Abstract Objectives Our objective was to examine effects of dietary enrichment of eicosapentaenoic acid + docosahexaenoic acid (EPA + DHA) on high fat diet-induced insulin resistance during chemotherapy. Methods Adult, female C57Bl/6 mice (n = 48) were assigned to 1 of 3 diets; low-fat diet (LF; 10% kcals fat), high-fat diet (HF; 45% kcals fat), or HF diet with omega-3 s (HF n-3; 2% kcals EPA + DHA) for 7 weeks. Mice received vehicle or chemotherapy injections (doxorubicin + cyclophosphamide), by tail vein at week 4 and 6. Food intake and body weights were recorded. Fasted blood glucose and serum insulin were measured weekly. Homeostatic model assessment of insulin resistance (HOMA-IR) was calculated. Body composition was measured using Echo MRI. Data were analyzed using ANOVA; p < 0.05 was considered significant. Results Total kilocalories significantly differed by group (p < 0.001); HF and HF n-3 groups consumed more than the LF group (p < 0.001, p < 0.0001; respectively). Obesity was induced prior to first injection with body weights being significantly different (p < 0.01); the LF group weighed less than the HF n-3 group (p < 0.01), and there was a similar trend between LF and HF groups (p = 0.0519). Body weights at sacrifice significantly differed (p < 0.0001); chemotherapy mice weighed less than vehicle (p < 0.0001).

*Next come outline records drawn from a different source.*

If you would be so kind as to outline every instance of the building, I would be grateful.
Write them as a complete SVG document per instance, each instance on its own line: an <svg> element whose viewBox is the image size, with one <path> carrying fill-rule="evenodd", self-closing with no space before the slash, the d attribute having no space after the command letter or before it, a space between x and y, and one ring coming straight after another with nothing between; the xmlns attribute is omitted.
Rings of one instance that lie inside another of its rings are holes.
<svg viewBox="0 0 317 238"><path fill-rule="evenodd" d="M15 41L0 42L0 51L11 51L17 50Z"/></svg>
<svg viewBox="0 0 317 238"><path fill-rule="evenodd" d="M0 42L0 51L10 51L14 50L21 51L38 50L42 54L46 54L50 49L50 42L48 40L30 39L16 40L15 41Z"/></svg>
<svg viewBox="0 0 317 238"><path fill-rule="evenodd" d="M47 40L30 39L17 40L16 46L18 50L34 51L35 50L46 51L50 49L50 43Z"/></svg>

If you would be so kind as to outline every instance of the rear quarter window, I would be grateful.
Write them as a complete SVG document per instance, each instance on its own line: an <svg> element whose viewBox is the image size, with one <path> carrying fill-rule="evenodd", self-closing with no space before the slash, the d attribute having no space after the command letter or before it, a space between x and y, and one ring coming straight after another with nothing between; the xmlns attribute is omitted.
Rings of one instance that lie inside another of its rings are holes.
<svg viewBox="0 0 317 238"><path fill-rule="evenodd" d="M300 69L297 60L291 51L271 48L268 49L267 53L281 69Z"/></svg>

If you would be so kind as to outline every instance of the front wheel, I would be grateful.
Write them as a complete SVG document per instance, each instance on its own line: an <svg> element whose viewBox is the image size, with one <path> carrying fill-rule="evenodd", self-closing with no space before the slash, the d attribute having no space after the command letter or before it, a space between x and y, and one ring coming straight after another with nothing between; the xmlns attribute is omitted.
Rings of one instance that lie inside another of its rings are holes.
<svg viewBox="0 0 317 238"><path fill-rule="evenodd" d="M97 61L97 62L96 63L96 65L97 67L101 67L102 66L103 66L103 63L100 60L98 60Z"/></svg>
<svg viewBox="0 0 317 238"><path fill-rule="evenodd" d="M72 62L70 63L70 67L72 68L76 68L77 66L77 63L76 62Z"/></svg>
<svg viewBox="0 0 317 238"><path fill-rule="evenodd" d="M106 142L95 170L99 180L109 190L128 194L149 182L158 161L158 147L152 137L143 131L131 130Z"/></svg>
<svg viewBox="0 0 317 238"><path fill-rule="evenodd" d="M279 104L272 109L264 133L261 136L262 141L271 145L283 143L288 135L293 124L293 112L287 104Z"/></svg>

Percent body fat at sacrifice significantly differed (p < 0.0001); chemotherapy mice had less fat than vehicle (p < 0.0001), and the LF group had less fat than HF (p < 0.01) and HF n-3 group (p < 0.01). Blood glucose significantly differed at sacrifice (p < 0.01); chemotherapy mice had lower glucose than vehicle (p < 0.05) and HF group had higher glucose than LF group (p < 0.01). HOMA-IR scores at sacrifice significantly differed (p < 0.05); chemotherapy mice had lower scores than vehicle (p < 0.05) and mice on the LF and HF n-3 diets had lower scores than the HF diet (p < 0.01; p < 0.05 respectively). Conclusions Chemotherapy lowered body weight and body fat in mice, potentially contributing to decreases in blood glucose and insulin resistance. EPA + DHA enrichment of a HF diet reduced insulin resistance in mice comparable to a LF diet group. This occurred in both chemotherapy and vehicle treated mice, despite LF diet-fed mice having lower body weight and adiposity. Underlying mechanisms are being investigated. Funding Sources NIH #5R01CA18994.